Routing & aliases
Aliases let you call model: 'smart' instead of model: 'gpt-4o-2024-08-06'. Swap providers and tune fallbacks from the dashboard, not from a deploy.
The model string the gateway sees
When the gateway receives a request, it resolves the model field in this order:
- If the name matches an enabled route aliasin your workspace, use the route's primary + fallback chain.
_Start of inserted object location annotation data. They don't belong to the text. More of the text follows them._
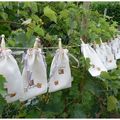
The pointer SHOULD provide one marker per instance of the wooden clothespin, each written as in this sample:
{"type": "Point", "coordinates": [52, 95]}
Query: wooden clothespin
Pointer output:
{"type": "Point", "coordinates": [3, 41]}
{"type": "Point", "coordinates": [37, 43]}
{"type": "Point", "coordinates": [81, 40]}
{"type": "Point", "coordinates": [101, 41]}
{"type": "Point", "coordinates": [60, 43]}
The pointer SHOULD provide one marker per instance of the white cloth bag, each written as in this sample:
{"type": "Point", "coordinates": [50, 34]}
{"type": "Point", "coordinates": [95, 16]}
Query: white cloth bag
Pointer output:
{"type": "Point", "coordinates": [115, 45]}
{"type": "Point", "coordinates": [10, 70]}
{"type": "Point", "coordinates": [106, 56]}
{"type": "Point", "coordinates": [60, 73]}
{"type": "Point", "coordinates": [34, 74]}
{"type": "Point", "coordinates": [96, 64]}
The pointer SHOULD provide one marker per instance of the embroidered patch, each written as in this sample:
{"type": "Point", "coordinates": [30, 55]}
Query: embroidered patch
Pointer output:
{"type": "Point", "coordinates": [56, 82]}
{"type": "Point", "coordinates": [93, 66]}
{"type": "Point", "coordinates": [31, 82]}
{"type": "Point", "coordinates": [61, 71]}
{"type": "Point", "coordinates": [98, 68]}
{"type": "Point", "coordinates": [110, 61]}
{"type": "Point", "coordinates": [39, 85]}
{"type": "Point", "coordinates": [12, 95]}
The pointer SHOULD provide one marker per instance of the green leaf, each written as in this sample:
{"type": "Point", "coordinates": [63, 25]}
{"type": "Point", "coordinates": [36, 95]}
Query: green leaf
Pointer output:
{"type": "Point", "coordinates": [105, 75]}
{"type": "Point", "coordinates": [39, 31]}
{"type": "Point", "coordinates": [4, 15]}
{"type": "Point", "coordinates": [2, 81]}
{"type": "Point", "coordinates": [111, 103]}
{"type": "Point", "coordinates": [50, 14]}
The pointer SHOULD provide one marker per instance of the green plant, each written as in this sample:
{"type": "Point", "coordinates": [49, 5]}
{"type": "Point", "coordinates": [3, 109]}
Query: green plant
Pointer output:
{"type": "Point", "coordinates": [88, 96]}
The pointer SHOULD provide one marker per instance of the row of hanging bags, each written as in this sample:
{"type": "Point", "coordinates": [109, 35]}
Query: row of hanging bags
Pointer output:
{"type": "Point", "coordinates": [104, 51]}
{"type": "Point", "coordinates": [96, 65]}
{"type": "Point", "coordinates": [10, 70]}
{"type": "Point", "coordinates": [34, 73]}
{"type": "Point", "coordinates": [60, 73]}
{"type": "Point", "coordinates": [33, 80]}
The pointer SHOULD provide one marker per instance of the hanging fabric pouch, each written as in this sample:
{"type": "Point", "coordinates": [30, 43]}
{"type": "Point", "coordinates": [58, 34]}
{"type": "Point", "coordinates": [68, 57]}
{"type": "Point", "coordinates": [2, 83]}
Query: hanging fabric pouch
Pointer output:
{"type": "Point", "coordinates": [34, 73]}
{"type": "Point", "coordinates": [60, 73]}
{"type": "Point", "coordinates": [10, 70]}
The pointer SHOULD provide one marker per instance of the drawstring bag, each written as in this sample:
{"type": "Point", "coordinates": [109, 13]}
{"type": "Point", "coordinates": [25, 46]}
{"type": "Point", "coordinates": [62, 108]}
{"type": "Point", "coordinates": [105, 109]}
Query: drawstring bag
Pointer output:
{"type": "Point", "coordinates": [115, 45]}
{"type": "Point", "coordinates": [96, 65]}
{"type": "Point", "coordinates": [34, 73]}
{"type": "Point", "coordinates": [60, 73]}
{"type": "Point", "coordinates": [106, 56]}
{"type": "Point", "coordinates": [10, 70]}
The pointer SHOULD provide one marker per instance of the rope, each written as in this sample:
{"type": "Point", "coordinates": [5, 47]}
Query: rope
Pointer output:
{"type": "Point", "coordinates": [44, 48]}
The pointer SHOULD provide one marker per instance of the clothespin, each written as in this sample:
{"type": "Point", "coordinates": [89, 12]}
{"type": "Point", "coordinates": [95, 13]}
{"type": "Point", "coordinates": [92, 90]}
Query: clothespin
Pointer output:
{"type": "Point", "coordinates": [3, 41]}
{"type": "Point", "coordinates": [101, 41]}
{"type": "Point", "coordinates": [60, 43]}
{"type": "Point", "coordinates": [37, 43]}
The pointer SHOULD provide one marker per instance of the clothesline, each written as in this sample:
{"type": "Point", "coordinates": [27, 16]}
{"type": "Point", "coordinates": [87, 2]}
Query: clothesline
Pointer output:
{"type": "Point", "coordinates": [44, 48]}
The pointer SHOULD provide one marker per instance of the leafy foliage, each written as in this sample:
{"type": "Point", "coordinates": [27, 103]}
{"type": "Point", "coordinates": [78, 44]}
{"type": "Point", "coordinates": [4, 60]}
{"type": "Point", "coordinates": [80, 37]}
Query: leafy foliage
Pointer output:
{"type": "Point", "coordinates": [88, 96]}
- Otherwise, treat the string as a direct model id. The gateway sniffs the prefix to pick a provider:
gpt-*,o*,text-embedding-*→ OpenAI;claude-*→ Anthropic. - If neither path matches you get a 400
model_not_supported.
Anatomy of a route
| Field | Meaning |
|---|---|
alias | Workspace-unique name. Lowercase letters/digits/dashes/underscores, 1–63 chars, must start with a letter or digit. |
| Primary | Provider + model id tried first. Required. |
| Fallbacks | Ordered list of { provider, model } pairs. Tried in order if the primary fails for a retryable reason (timeout, 429, 5xx, network). |
| Retries per attempt | How many times to retry the same (provider, model) before falling through to the next attempt. 0–5, default 1. |
| Timeout (ms) | Cap on a single provider call. 1,000–120,000 ms, default 30,000. |
| Enabled | Pause a route without deleting it. Paused routes 404 at the gateway resolver. |
Example: a quality-first alias with a cheap escape hatch
On /routes → New route:
| Field | Value |
|---|---|
| Alias | smart |
| Description | Best quality for complex prompts |
| Primary | Anthropic · claude-sonnet-4-5 |
| Fallback 1 | OpenAI · gpt-4o |
| Fallback 2 | OpenAI · gpt-4o-mini |
| Retries per attempt | 1 |
| Timeout | 25,000 ms |
Then call it like any other model:
await client.chat.completions.create({
model: "smart",
messages: [{ role: "user", content: "Summarise this PDF…" }],
});If Anthropic times out, the gateway retries once, then falls over to OpenAI gpt-4o — and only then to gpt-4o-mini. The response's x-usellm-fallback-used: true header tells you the chain kicked in.
Which errors trigger fallback?
Only retryable errors fall through the chain. The intent is to insulate users from transient provider issues, not to paper over real bugs.
- Retryable (consume retries, then fall back):
timeout,rate_limited(provider 429),provider_unavailable(5xx, network). - Not retryable (surface to caller immediately):
invalid_request(provider 400),provider_auth(provider 401/403),no_provider_key(missing connection),quota_exceeded(your useLLM plan).
See Errors for the full code reference.
Editing without redeploys
Your app code keeps calling model: "smart". Pause a route, swap a primary model, add or remove fallbacks — the next request picks up the change. No restart, no env var rollouts.